Regulatory Update – GSK announces submissions in the EU and US for dabrafenib and trametinib
Posted: 3 August 2012 | | No comments yet
GlaxoSmithKline announced regulatory submissions in the European Union and US…
GlaxoSmithKline (GSK) plc today announced regulatory submissions in the European Union and United States (US) related to single-agent use of its BRAF inhibitor dabrafenib and MEK inhibitor trametinib to treat patients with BRAF V600 mutation positive metastatic melanoma, specifically:
- A Marketing Authorisation Application to the European Medicines Agency for dabrafenib for the treatment of adult patients with unresectable or metastatic melanoma with a BRAF V600 mutation.

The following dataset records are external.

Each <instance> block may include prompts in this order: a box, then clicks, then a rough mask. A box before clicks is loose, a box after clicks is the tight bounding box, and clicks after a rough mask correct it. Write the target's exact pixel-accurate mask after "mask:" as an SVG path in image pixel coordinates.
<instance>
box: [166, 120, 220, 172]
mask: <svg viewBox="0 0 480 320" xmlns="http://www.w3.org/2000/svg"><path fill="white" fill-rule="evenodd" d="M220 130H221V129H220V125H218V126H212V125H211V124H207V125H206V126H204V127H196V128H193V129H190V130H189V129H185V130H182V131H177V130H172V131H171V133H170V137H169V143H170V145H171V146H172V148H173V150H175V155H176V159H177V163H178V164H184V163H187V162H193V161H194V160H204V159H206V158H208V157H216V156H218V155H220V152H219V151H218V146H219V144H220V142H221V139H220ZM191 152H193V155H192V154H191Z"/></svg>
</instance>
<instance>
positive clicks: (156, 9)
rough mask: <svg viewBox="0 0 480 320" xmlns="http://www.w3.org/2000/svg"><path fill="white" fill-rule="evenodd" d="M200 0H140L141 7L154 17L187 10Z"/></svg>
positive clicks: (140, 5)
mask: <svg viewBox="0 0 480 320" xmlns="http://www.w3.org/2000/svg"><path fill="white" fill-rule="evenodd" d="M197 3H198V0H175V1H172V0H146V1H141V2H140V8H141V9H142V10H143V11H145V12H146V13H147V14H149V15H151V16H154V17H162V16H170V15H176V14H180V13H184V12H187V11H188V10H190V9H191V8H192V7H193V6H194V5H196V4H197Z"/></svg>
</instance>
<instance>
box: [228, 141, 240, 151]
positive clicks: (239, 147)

- A New Drug Application to the US Food and Drug Administration for dabrafenib for the treatment of patients with unresectable or metastatic melanoma with BRAF V600 mutation as detected by an FDA-approved test.
- A New Drug Application to the US Food and Drug Administration for trametinib for the treatment of patients with unresectable or metastatic melanoma with BRAF V600 mutations as detected by an FDA-approved test.
“These regulatory submissions represent important progress in our Oncology pipeline.” said Dr. Rafael Amado, Head of Oncology R&D at GSK “We are planning to submit an application to the European Medicines Agency for trametinib in BRAF V600 mutation positive metastatic melanoma in the coming months.”
GSK entered a collaboration with bioMérieux (aworld leader in in vitro diagnostics, bioMérieux ) in 2010 to develop a molecular theranostic test to detect BRAF V600 (V600E and V600K) gene mutations found in several cancers, including melanoma. bioMérieux has filed for FDA Pre-Market Approval of the test and it is currently being utilised in the Phase III trametinib-dabrafenib combination programme to identify appropriate patients.